Rethinking Video Deblurring with Wavelet-Aware Dynamic Transformer and Diffusion Model

Chen Rao,Guangyuan Li,Zehua Lan,Jiakai Sun,Junsheng Luan,Wei Xing,Lei Zhao,Huaizhong Lin,Jianfeng Dong,Dalong Zhang
2024-08-24
Abstract:Current video deblurring methods have limitations in recovering high-frequency information since the regression losses are conservative with high-frequency details. Since Diffusion Models (DMs) have strong capabilities in generating high-frequency details, we consider introducing DMs into the video deblurring task.

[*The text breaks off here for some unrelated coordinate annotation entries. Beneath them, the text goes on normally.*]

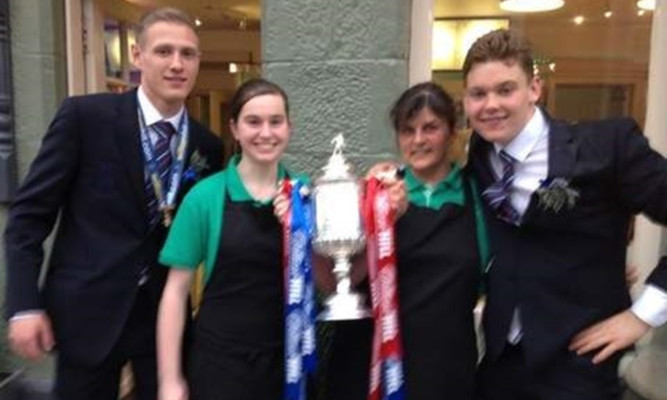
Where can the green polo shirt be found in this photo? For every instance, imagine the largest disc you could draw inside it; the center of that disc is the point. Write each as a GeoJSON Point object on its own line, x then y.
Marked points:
{"type": "Point", "coordinates": [194, 236]}
{"type": "Point", "coordinates": [449, 191]}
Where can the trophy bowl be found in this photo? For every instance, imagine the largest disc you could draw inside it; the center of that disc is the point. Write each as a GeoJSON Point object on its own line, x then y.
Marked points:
{"type": "Point", "coordinates": [339, 234]}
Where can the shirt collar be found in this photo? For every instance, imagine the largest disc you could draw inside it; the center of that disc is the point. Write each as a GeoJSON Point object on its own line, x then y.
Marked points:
{"type": "Point", "coordinates": [527, 139]}
{"type": "Point", "coordinates": [151, 114]}
{"type": "Point", "coordinates": [235, 187]}
{"type": "Point", "coordinates": [452, 182]}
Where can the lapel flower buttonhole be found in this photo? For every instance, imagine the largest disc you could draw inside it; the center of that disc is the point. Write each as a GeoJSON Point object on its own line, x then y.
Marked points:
{"type": "Point", "coordinates": [556, 193]}
{"type": "Point", "coordinates": [196, 165]}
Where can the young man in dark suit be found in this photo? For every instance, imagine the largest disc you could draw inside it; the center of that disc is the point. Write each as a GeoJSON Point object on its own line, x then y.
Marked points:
{"type": "Point", "coordinates": [113, 167]}
{"type": "Point", "coordinates": [559, 198]}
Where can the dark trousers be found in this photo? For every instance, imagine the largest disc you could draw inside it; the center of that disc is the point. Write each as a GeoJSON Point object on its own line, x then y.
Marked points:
{"type": "Point", "coordinates": [136, 345]}
{"type": "Point", "coordinates": [568, 377]}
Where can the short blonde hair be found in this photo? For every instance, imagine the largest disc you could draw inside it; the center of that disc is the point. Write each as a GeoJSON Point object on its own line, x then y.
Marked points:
{"type": "Point", "coordinates": [162, 14]}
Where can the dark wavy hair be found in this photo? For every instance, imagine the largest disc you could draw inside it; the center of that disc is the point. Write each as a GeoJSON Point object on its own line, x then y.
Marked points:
{"type": "Point", "coordinates": [251, 89]}
{"type": "Point", "coordinates": [423, 95]}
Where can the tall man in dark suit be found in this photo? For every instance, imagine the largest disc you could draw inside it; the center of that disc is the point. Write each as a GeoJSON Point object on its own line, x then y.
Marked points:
{"type": "Point", "coordinates": [113, 167]}
{"type": "Point", "coordinates": [559, 199]}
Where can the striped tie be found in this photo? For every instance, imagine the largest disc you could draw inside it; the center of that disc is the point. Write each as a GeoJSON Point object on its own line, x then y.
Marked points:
{"type": "Point", "coordinates": [498, 194]}
{"type": "Point", "coordinates": [162, 152]}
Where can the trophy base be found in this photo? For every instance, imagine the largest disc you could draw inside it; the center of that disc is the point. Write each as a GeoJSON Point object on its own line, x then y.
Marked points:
{"type": "Point", "coordinates": [341, 307]}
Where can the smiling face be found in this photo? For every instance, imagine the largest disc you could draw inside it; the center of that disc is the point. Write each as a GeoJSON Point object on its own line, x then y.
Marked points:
{"type": "Point", "coordinates": [262, 129]}
{"type": "Point", "coordinates": [168, 56]}
{"type": "Point", "coordinates": [423, 142]}
{"type": "Point", "coordinates": [500, 99]}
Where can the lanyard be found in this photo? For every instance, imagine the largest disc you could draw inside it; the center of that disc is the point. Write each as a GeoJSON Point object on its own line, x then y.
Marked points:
{"type": "Point", "coordinates": [166, 200]}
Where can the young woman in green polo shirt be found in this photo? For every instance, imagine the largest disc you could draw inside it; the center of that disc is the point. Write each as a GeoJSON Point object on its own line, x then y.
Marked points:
{"type": "Point", "coordinates": [227, 222]}
{"type": "Point", "coordinates": [440, 245]}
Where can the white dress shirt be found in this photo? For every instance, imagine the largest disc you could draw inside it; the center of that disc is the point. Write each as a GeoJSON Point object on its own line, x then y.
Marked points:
{"type": "Point", "coordinates": [152, 115]}
{"type": "Point", "coordinates": [530, 150]}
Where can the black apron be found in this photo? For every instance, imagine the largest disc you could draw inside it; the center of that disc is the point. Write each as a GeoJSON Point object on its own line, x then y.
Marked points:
{"type": "Point", "coordinates": [239, 331]}
{"type": "Point", "coordinates": [438, 278]}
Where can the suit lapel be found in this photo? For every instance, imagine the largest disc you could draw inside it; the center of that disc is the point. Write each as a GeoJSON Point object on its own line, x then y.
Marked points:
{"type": "Point", "coordinates": [562, 157]}
{"type": "Point", "coordinates": [129, 142]}
{"type": "Point", "coordinates": [479, 157]}
{"type": "Point", "coordinates": [562, 151]}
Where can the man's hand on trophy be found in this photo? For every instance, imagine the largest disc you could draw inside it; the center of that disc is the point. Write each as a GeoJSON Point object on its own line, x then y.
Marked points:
{"type": "Point", "coordinates": [281, 206]}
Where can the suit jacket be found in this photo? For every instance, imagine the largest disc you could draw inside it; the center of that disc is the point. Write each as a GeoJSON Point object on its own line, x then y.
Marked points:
{"type": "Point", "coordinates": [565, 269]}
{"type": "Point", "coordinates": [90, 172]}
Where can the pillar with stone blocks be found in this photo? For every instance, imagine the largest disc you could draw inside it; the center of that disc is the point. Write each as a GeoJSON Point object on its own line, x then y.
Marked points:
{"type": "Point", "coordinates": [342, 64]}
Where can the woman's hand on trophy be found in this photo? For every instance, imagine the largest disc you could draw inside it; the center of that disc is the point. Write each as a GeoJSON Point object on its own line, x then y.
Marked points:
{"type": "Point", "coordinates": [281, 207]}
{"type": "Point", "coordinates": [173, 389]}
{"type": "Point", "coordinates": [391, 175]}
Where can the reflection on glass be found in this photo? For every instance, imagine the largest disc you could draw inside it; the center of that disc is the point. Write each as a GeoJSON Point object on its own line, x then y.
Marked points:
{"type": "Point", "coordinates": [112, 49]}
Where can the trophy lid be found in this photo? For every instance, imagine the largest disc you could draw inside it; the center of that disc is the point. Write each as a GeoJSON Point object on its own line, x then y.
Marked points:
{"type": "Point", "coordinates": [337, 167]}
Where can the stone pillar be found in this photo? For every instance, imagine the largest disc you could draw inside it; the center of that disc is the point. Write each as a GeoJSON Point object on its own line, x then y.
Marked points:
{"type": "Point", "coordinates": [342, 64]}
{"type": "Point", "coordinates": [647, 371]}
{"type": "Point", "coordinates": [39, 84]}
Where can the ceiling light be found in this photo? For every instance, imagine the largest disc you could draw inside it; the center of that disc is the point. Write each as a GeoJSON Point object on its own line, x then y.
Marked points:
{"type": "Point", "coordinates": [646, 4]}
{"type": "Point", "coordinates": [530, 5]}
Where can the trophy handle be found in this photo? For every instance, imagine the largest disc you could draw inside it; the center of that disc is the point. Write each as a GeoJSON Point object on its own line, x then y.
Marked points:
{"type": "Point", "coordinates": [341, 270]}
{"type": "Point", "coordinates": [344, 304]}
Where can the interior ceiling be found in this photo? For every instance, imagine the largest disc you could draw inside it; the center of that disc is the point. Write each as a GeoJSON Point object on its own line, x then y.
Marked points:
{"type": "Point", "coordinates": [227, 14]}
{"type": "Point", "coordinates": [214, 14]}
{"type": "Point", "coordinates": [624, 11]}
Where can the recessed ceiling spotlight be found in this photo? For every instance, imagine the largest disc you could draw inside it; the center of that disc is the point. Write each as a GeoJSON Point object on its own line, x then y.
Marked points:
{"type": "Point", "coordinates": [646, 4]}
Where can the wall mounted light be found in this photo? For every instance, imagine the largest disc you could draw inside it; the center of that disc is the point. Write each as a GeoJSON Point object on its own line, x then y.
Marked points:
{"type": "Point", "coordinates": [646, 4]}
{"type": "Point", "coordinates": [452, 37]}
{"type": "Point", "coordinates": [531, 5]}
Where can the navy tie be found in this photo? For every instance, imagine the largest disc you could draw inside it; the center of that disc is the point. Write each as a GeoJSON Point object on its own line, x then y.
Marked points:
{"type": "Point", "coordinates": [498, 194]}
{"type": "Point", "coordinates": [162, 152]}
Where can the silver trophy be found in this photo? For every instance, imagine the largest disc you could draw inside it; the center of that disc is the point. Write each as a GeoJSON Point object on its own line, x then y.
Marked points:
{"type": "Point", "coordinates": [339, 232]}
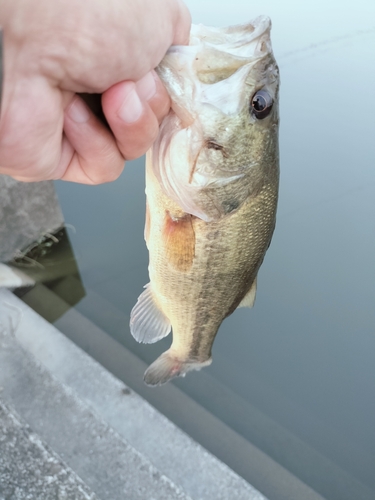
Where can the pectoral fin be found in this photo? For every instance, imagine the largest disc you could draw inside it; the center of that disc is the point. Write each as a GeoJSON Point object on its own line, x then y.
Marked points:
{"type": "Point", "coordinates": [249, 299]}
{"type": "Point", "coordinates": [148, 323]}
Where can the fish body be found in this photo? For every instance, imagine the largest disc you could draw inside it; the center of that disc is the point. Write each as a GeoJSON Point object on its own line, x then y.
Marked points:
{"type": "Point", "coordinates": [212, 188]}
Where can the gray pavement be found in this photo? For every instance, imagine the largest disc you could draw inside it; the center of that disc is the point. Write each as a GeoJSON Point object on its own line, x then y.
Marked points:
{"type": "Point", "coordinates": [112, 442]}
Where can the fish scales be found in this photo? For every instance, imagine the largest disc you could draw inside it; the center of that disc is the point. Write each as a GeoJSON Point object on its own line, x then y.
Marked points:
{"type": "Point", "coordinates": [209, 226]}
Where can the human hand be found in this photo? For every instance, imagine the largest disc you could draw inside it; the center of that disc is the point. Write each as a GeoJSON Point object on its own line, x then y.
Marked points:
{"type": "Point", "coordinates": [54, 50]}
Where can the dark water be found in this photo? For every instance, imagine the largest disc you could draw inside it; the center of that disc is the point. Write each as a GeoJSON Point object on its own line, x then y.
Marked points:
{"type": "Point", "coordinates": [298, 369]}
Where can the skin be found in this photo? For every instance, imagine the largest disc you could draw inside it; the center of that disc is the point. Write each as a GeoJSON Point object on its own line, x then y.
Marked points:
{"type": "Point", "coordinates": [54, 50]}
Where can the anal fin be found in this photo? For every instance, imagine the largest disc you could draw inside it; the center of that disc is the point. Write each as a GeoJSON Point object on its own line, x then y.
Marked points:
{"type": "Point", "coordinates": [148, 323]}
{"type": "Point", "coordinates": [168, 366]}
{"type": "Point", "coordinates": [249, 299]}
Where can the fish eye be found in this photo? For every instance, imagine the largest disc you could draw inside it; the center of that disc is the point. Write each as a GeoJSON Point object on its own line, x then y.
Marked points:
{"type": "Point", "coordinates": [261, 104]}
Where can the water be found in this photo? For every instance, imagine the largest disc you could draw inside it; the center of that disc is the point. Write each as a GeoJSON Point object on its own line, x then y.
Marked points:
{"type": "Point", "coordinates": [295, 375]}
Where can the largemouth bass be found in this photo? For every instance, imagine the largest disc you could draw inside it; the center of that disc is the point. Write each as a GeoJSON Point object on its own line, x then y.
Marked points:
{"type": "Point", "coordinates": [212, 187]}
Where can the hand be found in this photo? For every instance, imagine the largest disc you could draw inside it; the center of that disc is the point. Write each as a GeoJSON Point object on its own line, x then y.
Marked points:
{"type": "Point", "coordinates": [56, 49]}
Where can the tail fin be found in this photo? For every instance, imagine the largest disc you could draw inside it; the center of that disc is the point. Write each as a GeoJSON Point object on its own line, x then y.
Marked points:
{"type": "Point", "coordinates": [168, 366]}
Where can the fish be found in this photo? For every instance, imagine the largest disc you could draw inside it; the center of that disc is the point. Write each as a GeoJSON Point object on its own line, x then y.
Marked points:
{"type": "Point", "coordinates": [212, 179]}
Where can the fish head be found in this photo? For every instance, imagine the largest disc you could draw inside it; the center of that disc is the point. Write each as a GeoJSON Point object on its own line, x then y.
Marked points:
{"type": "Point", "coordinates": [218, 145]}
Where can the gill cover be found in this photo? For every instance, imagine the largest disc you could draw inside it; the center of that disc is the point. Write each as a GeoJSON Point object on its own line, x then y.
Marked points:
{"type": "Point", "coordinates": [208, 82]}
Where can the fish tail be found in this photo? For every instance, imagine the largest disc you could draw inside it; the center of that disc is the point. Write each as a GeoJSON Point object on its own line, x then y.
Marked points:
{"type": "Point", "coordinates": [168, 366]}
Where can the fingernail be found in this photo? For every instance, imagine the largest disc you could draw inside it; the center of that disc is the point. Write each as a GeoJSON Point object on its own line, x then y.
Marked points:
{"type": "Point", "coordinates": [78, 111]}
{"type": "Point", "coordinates": [146, 86]}
{"type": "Point", "coordinates": [131, 108]}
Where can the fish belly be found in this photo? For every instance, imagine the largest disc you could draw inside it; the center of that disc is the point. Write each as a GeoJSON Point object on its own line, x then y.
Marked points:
{"type": "Point", "coordinates": [218, 267]}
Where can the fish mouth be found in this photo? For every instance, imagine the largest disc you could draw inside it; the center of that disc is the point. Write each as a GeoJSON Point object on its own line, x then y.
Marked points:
{"type": "Point", "coordinates": [215, 58]}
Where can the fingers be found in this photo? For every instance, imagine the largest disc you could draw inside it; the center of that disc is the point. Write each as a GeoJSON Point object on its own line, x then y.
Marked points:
{"type": "Point", "coordinates": [134, 111]}
{"type": "Point", "coordinates": [89, 151]}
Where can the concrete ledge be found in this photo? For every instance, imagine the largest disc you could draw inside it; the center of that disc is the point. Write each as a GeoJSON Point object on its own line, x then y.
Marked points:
{"type": "Point", "coordinates": [96, 393]}
{"type": "Point", "coordinates": [29, 469]}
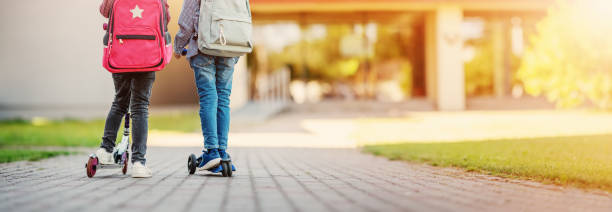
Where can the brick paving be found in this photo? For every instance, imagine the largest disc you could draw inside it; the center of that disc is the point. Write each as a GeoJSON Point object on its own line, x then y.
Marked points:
{"type": "Point", "coordinates": [279, 179]}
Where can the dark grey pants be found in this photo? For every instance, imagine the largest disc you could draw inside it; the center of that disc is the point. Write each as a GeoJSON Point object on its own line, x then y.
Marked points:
{"type": "Point", "coordinates": [132, 91]}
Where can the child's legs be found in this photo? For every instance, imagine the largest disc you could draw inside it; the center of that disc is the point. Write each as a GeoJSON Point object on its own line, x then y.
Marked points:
{"type": "Point", "coordinates": [141, 93]}
{"type": "Point", "coordinates": [118, 109]}
{"type": "Point", "coordinates": [225, 71]}
{"type": "Point", "coordinates": [204, 71]}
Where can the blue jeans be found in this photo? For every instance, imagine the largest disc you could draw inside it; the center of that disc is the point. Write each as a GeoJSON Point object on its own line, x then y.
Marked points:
{"type": "Point", "coordinates": [213, 76]}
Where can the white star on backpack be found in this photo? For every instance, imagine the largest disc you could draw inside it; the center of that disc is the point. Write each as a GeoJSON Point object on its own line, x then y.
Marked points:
{"type": "Point", "coordinates": [136, 12]}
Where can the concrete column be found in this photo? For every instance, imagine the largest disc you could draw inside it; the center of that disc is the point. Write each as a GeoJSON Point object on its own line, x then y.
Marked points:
{"type": "Point", "coordinates": [240, 84]}
{"type": "Point", "coordinates": [449, 63]}
{"type": "Point", "coordinates": [430, 57]}
{"type": "Point", "coordinates": [499, 71]}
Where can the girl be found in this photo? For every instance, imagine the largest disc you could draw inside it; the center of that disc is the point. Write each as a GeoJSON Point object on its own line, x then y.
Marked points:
{"type": "Point", "coordinates": [132, 92]}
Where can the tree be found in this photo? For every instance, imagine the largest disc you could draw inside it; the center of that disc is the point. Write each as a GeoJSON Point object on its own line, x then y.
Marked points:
{"type": "Point", "coordinates": [570, 58]}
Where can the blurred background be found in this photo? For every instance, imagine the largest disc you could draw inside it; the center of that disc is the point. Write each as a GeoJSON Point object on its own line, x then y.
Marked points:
{"type": "Point", "coordinates": [435, 54]}
{"type": "Point", "coordinates": [349, 73]}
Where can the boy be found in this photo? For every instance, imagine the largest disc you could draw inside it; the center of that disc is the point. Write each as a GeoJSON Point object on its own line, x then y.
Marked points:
{"type": "Point", "coordinates": [213, 78]}
{"type": "Point", "coordinates": [132, 90]}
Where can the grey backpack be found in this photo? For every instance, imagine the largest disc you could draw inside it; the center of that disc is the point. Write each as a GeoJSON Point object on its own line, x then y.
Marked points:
{"type": "Point", "coordinates": [225, 28]}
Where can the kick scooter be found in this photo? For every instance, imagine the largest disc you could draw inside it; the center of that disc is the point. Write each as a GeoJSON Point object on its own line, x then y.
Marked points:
{"type": "Point", "coordinates": [120, 154]}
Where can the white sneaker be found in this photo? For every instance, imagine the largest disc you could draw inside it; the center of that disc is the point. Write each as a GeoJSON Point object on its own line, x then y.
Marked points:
{"type": "Point", "coordinates": [140, 171]}
{"type": "Point", "coordinates": [104, 157]}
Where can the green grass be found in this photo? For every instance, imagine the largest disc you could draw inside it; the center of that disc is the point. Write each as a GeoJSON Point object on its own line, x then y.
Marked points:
{"type": "Point", "coordinates": [40, 132]}
{"type": "Point", "coordinates": [10, 155]}
{"type": "Point", "coordinates": [581, 161]}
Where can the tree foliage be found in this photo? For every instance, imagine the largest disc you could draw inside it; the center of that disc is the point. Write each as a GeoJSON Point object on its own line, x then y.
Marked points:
{"type": "Point", "coordinates": [570, 58]}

However, we found that directly applying DMs to the video deblurring task has the following problems: (1) DMs require many iteration steps to generate videos from Gaussian noise, which consumes many computational resources. (2) DMs are easily misled by the blurry artifacts in the video, resulting in irrational content and distortion of the deblurred video. To address the above issues, we propose a novel video deblurring framework VD-Diff that integrates the diffusion model into the Wavelet-Aware Dynamic Transformer (WADT). Specifically, we perform the diffusion model in a highly compact latent space to generate prior features containing high-frequency information that conforms to the ground truth distribution. We design the WADT to preserve and recover the low-frequency information in the video while utilizing the high-frequency information generated by the diffusion model. Extensive experiments show that our proposed VD-Diff outperforms SOTA methods on GoPro, DVD, BSD, and Real-World Video datasets.
Computer Vision and Pattern Recognition
What problem does this paper attempt to address?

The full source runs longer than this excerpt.